Tuesday, 3 July 2012

Important techniques in Vision for Robotics

Some of the key computer vision skills required for Humanoid Robotic Vision from my point of understanding are:

1.) Hough transforms to detect line/planes/contours etc.

2.) Perspective vision (Especially if we use two cameras for (eye-like) vision, and for depth mapping).

3.) Block matching for correcting the left and right side vision problems.(Jut close one eye and you'll find the image significantly different from when its two eyes, to simulate this kind of correction for a computer is a pretty difficult task and is ongoing current research efforts.)

4.) Calculating odometry information by calculating the kinematic transforms for each step the robot takes. This is necessary for keeping balance without a special sensor for balance.

5.) Calculating the floor planes from the visual information using standard 3-D reconstruction techniques and/or depth maps.

6.) Creating an occupancy grid once we have made the floor plane and clustered it into object blocked clusters and free clusters. 

7.) Making an efficient algorithm to plan paths based on the Occupancy Grid. (Maybe A* or Dijkstra's or something)

Monday, 2 July 2012

No Kinect for External Environments: Why?

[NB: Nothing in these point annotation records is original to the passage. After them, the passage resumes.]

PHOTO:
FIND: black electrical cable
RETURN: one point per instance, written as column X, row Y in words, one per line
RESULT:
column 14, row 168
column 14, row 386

Here's why Skeletal Tracking Algorithms used by Kinect does work so well in the external environments:

Kinect sensor isn't suited for outside/external environments. It is based off skeletal tracking. Now here's how skeletal tracking works: 

For the depth image we:
1) Thresholding on the depth image to extract the foreground from the image.
2) Noise is removed using morphological operations of erosion and dilation.
3) Further small blob removal is done to get a clean foregound segmented image.
4) This helps us focus on only the subject in the image and calculate the Extended Distance Transform.

For the RGB image we:
1) Face and upper body detection.
2) Skin Segmentation.
3) Arm Fitting

For the face and upper body detection, we use hear features in the viola-jones face detection algorithm. The hear features used are edge detectors, line features and centre surround features.

Problems in the external environment are:
1) Skeletal tracking doesn't work for non-humans.
2) Gestures/Human/environment movements cannot be tracked as easily using skeletal tracking when the perspective view is different or rather say sideways etc. A problem of the extended distance transform used.
3) Its far more difficult to morphologically clean up an image in the wide variety of external environments we can think of.